= Olfa Kanoun =

Tunisian electrical engineer

Olfa Kanoun is a Tunisian electrical engineer and Chair of Measurement and Sensor Technology at the Chemnitz University of Technology (TU Chemnitz), a position she has held since 2007.

== Career development ==
Kanoun was born in Tunisia and during her high school years there, she was "among the top 100 high school graduates of 1988 and received a government scholarship."

She completed her studies in electrical engineering and information technology at the Technical University of Munich in 1995. She received her doctorate from the University of the Bundeswehr Munich in 2001. Her thesis "Kalibrationsfreie Temperaturmessung" was awarded the research prize of the Arbeitskreis der Hochschullehrer für Messtechnik (AHMT e. V.). She then founded the Impedance Spectroscopy working group at the Institute for Measurement and Automation Technology, at the University of the Bundeswehr Munich. She also established the German Instrumentation and Measurement Chapter of the Institute of Electrical and Electronics Engineers (IEEE). She continues to lead that group.

Her habilitation took place abroad.

From 2006 to 2007, she was substitute professor for measurement technology at the University of Kassel.
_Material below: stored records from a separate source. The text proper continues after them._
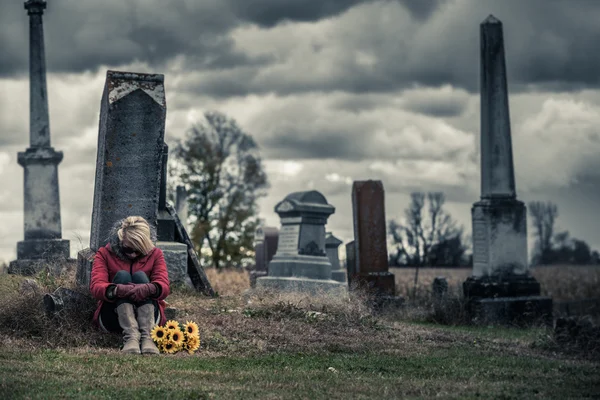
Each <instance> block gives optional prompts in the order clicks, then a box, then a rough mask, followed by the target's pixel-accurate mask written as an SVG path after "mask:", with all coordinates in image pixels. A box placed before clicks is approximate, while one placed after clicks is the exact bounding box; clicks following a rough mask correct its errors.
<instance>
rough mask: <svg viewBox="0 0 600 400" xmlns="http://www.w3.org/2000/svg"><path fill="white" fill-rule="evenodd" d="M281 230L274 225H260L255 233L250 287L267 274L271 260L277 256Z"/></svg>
mask: <svg viewBox="0 0 600 400" xmlns="http://www.w3.org/2000/svg"><path fill="white" fill-rule="evenodd" d="M278 238H279V230H278V229H277V228H275V227H272V226H259V227H258V228H257V229H256V232H255V234H254V260H255V263H254V267H253V268H252V270H251V271H250V273H249V277H250V287H255V285H256V279H258V278H261V277H263V276H267V275H268V272H269V262H271V260H272V259H273V257H274V256H275V251H276V250H277V241H278Z"/></svg>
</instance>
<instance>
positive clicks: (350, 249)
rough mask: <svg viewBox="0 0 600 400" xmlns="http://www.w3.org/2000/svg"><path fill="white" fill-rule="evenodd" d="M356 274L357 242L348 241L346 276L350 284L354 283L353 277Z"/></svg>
mask: <svg viewBox="0 0 600 400" xmlns="http://www.w3.org/2000/svg"><path fill="white" fill-rule="evenodd" d="M355 275H356V242H355V241H354V240H353V241H351V242H348V243H346V277H347V279H348V285H354V284H355V282H353V281H352V277H353V276H355Z"/></svg>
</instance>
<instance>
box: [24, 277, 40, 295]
mask: <svg viewBox="0 0 600 400" xmlns="http://www.w3.org/2000/svg"><path fill="white" fill-rule="evenodd" d="M40 290H41V288H40V284H39V283H38V282H37V281H36V280H35V279H25V280H24V281H23V282H22V283H21V287H20V288H19V293H20V294H23V295H27V294H36V293H38V292H39V291H40Z"/></svg>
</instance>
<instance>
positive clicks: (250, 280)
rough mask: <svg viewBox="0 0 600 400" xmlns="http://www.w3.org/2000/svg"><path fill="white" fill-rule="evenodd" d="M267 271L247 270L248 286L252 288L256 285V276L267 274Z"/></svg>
mask: <svg viewBox="0 0 600 400" xmlns="http://www.w3.org/2000/svg"><path fill="white" fill-rule="evenodd" d="M267 275H268V272H267V271H250V272H248V277H249V279H250V287H251V288H254V287H256V280H257V279H258V278H262V277H263V276H267Z"/></svg>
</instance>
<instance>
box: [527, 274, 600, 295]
mask: <svg viewBox="0 0 600 400" xmlns="http://www.w3.org/2000/svg"><path fill="white" fill-rule="evenodd" d="M532 273H533V276H535V277H536V279H537V280H538V281H539V282H540V285H541V286H542V294H543V295H545V296H551V297H552V298H553V299H554V300H577V299H589V298H600V266H598V265H592V266H585V265H583V266H577V265H552V266H540V267H536V268H533V270H532Z"/></svg>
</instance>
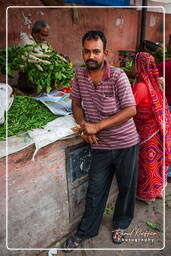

In 2007, she became professor for measurement and sensor technology at the Chemnitz University of Technology.

== Research ==
Kanoun's research deals with sensors, measurement systems and measurement methods. Among other things, it develops new sensors and new measurement solutions based on impedance spectroscopy. Applications include battery diagnosis and material tests. She also develops force, temperature and humidity measurements.

== Awards ==
She was recognized for excellence in the field on the National Day of Women of Tunisia on 12 August 2015. The Tunisian capital, Tunis, was the site of the ceremony.